"Frank powinien osłabnąć w tym roku"

Marek DruśMarek Druś
opublikowano: 2014-02-05 20:51

Atrakcyjność franka szwajcarskiego jako „bezpiecznej przystani” osłabnie w 2014 roku, przekonuje w The Financial Times Mansoor Mohi-uddin, dyrektor strategii walutowej w szwajcarskim banku UBS.

Inwestorzy powinni sprzedawać franka bo waluta ta będzie słabła w 2014 roku, twierdzi Mohi-uddin. Jego zdaniem, są trzy przyczyny słabnięcia franka.

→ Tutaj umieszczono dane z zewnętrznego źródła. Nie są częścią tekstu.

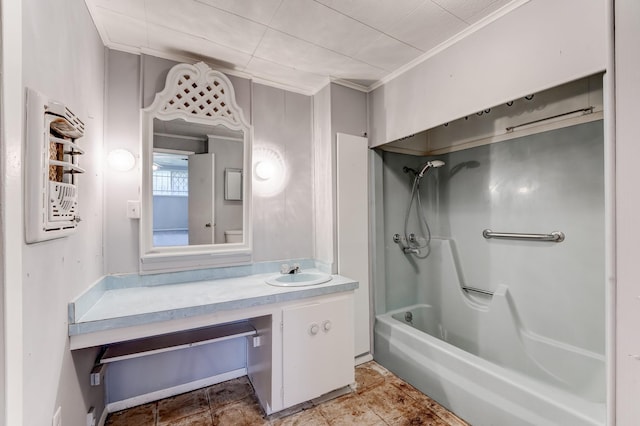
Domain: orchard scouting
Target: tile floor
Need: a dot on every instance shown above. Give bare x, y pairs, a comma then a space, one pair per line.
380, 398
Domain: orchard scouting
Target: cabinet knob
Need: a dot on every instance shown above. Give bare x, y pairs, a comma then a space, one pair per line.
314, 329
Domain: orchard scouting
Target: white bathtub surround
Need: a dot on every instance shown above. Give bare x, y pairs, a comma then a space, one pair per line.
531, 350
476, 357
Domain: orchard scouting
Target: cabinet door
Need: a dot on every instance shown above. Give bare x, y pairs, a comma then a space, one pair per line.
317, 345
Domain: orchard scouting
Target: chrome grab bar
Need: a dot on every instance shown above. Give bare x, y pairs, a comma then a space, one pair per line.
477, 290
555, 236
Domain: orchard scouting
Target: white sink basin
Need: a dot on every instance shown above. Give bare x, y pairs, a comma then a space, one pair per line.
299, 279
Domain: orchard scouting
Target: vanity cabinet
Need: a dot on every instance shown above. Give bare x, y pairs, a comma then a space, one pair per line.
318, 348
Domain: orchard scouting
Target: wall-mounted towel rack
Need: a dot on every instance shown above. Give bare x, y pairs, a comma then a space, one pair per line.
555, 236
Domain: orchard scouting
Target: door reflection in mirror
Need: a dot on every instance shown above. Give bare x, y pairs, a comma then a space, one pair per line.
188, 179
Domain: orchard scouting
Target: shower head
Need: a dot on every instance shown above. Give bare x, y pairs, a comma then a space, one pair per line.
428, 165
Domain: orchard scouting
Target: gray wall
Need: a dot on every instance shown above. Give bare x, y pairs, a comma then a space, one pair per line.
69, 70
283, 222
336, 109
536, 184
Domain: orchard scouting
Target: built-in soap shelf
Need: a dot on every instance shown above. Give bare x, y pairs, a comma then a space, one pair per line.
51, 168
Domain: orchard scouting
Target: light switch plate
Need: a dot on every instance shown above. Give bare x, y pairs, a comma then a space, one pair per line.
133, 209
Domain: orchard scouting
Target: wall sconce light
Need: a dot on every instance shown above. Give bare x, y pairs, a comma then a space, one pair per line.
121, 160
269, 172
264, 170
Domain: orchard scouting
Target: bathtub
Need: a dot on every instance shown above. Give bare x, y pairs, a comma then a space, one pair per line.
475, 357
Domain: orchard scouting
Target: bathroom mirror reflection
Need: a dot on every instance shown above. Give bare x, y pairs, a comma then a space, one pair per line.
190, 196
191, 134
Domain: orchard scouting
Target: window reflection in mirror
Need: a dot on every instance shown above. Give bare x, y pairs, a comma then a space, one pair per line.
188, 181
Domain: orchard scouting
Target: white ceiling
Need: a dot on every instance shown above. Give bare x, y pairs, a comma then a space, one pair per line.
298, 44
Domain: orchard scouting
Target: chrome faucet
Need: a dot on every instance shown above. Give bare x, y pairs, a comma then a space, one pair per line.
286, 269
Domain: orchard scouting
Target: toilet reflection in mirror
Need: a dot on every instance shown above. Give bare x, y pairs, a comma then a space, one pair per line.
191, 202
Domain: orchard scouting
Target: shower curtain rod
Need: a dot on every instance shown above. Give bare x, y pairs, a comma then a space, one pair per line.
587, 110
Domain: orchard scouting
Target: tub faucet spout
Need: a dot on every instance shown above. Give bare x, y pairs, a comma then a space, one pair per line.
408, 250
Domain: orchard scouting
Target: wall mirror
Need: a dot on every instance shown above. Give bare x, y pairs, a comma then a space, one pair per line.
196, 186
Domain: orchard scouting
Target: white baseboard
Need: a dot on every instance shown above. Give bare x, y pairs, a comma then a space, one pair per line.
103, 417
176, 390
363, 358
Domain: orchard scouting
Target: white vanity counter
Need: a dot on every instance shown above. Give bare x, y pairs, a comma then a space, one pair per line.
112, 312
302, 337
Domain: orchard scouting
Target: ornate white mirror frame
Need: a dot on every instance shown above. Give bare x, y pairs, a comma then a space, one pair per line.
200, 95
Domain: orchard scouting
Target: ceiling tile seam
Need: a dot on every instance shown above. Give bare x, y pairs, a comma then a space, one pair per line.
450, 13
476, 26
377, 29
201, 38
325, 48
481, 11
275, 12
290, 67
245, 18
102, 32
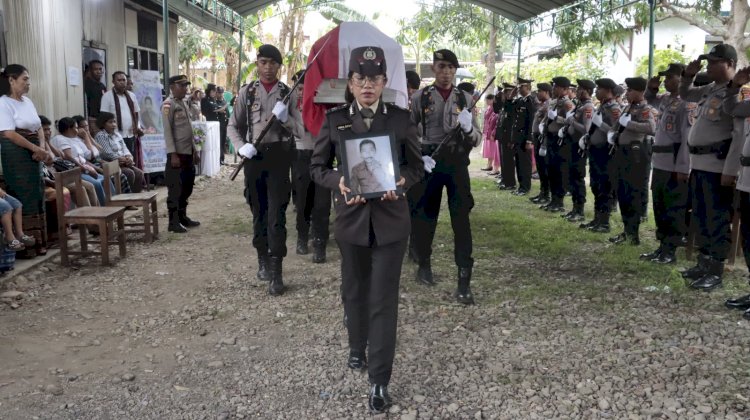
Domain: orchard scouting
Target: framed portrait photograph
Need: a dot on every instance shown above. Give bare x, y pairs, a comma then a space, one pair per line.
370, 163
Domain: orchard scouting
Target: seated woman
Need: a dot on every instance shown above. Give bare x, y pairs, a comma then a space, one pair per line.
73, 150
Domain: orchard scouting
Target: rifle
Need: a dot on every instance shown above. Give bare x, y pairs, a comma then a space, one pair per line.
454, 132
273, 119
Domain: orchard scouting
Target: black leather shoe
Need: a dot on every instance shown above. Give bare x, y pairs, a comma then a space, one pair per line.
424, 274
379, 400
742, 302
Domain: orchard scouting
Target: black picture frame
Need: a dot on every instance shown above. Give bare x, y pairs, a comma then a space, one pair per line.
385, 154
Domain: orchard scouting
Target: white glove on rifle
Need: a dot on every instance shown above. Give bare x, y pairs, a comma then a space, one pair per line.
464, 120
624, 120
429, 163
597, 119
281, 111
248, 150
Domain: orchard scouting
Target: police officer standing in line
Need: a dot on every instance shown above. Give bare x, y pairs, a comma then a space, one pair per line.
504, 106
578, 125
313, 202
182, 156
557, 150
522, 142
443, 110
540, 116
267, 183
371, 234
599, 157
714, 165
670, 162
628, 137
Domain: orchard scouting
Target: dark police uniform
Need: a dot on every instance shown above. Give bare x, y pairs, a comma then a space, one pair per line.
267, 183
670, 157
524, 109
630, 162
372, 236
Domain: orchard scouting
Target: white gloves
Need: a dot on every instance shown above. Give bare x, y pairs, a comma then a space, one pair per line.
624, 120
597, 119
429, 163
248, 150
281, 111
464, 120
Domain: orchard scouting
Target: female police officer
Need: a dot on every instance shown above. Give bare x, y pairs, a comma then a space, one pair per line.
371, 234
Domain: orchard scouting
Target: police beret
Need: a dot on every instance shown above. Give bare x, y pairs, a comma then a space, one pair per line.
179, 79
445, 55
544, 87
269, 51
586, 84
367, 61
561, 81
606, 84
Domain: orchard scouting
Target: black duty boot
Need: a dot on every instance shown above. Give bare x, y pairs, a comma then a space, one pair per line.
319, 251
276, 285
264, 272
463, 291
186, 221
712, 279
174, 223
424, 274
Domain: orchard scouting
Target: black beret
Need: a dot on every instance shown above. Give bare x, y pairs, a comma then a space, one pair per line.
445, 55
367, 61
586, 84
269, 51
561, 81
606, 84
636, 83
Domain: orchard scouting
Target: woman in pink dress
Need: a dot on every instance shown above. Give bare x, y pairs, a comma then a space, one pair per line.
490, 149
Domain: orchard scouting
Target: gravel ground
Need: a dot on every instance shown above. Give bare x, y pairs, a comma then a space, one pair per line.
181, 329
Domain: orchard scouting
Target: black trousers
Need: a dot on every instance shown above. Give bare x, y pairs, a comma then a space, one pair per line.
599, 177
267, 189
557, 166
312, 201
179, 181
712, 213
541, 168
631, 164
455, 179
576, 173
670, 204
507, 163
370, 279
523, 165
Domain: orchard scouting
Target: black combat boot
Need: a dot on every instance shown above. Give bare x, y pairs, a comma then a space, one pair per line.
174, 223
186, 221
319, 251
276, 285
463, 291
712, 279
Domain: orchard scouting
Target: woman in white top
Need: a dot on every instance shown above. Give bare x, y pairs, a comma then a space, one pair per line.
23, 149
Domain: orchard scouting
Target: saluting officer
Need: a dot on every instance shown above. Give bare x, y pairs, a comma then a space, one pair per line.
578, 125
182, 156
371, 234
267, 183
599, 157
443, 111
522, 142
670, 162
557, 150
628, 137
504, 106
714, 165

Mansoor Mohi-uddin, fot. Bloomberg
Mansoor Mohi-uddin, fot. Bloomberg
None
None

Pierwszą jest to, że bank centralny Szwajcarii, jak wielokrotnie deklarował, nie zrezygnuje jeszcze przez długi czas z wyznaczonego maksymalnego poziomu umocnienia franka wobec euro. Nie zdecyduje się także na podwyższenie stóp procentowych.

- SNB będzie prawdopodobnie jednym z ostatnich banków centralnych, które zaczną normalizować politykę pieniężną w okresie najbliższych kilku lat – napisał Mohi-uddin.

Drugim powodem przemawiającym za słabnięciem franka ma być zakończenie delewarowania przez szwajcarskie banki. Polegało ono na „ekstremalnej repatriacji” pieniędzy z zagranicy. Strateg walutowy UBS zwraca uwagę, że w okresie pierwszych trzech kwartałów 2013 roku tendencja ta odwróciła się, co ma spowodować odpływ pieniędzy z krajowych banków w 2013 roku po raz pierwszy od dekady.

Trzecim powodem, pisze Mohi-uddin w The Financial Times, jest koniec rozpoczętego w 2010 roku okresu niechęci zarządzających portfelami w Szwajcarii do kupowania zagranicznych aktywów.

Mohi-uddin przyznaje, że wsparciem dla franka może być w tym roku duża nadwyżka na rachunku bieżącym Szwajcarii, a także obawy deflacji w eurolandzie i ewentualnego luzowania polityki pieniężnej przez Europejski Bank Centralny.
 
- Szerszy obraz poprawy sytuacji w USA, Wielkiej Brytanii, Japonii i Niemczech, spadku ryzyka na peryferyjnych rynkach eurolandu, a także gotowość SNB utrzymania  granicy umocnienia franka i odwlekania podwyżki stóp sugeruje, że inwestorzy z awersją do ryzyka powinni raczej faworyzować dolara i obligacje USA niż franka, szukając zabezpieczenia portfeli – napisał Mohi-uddin w The Financial Times.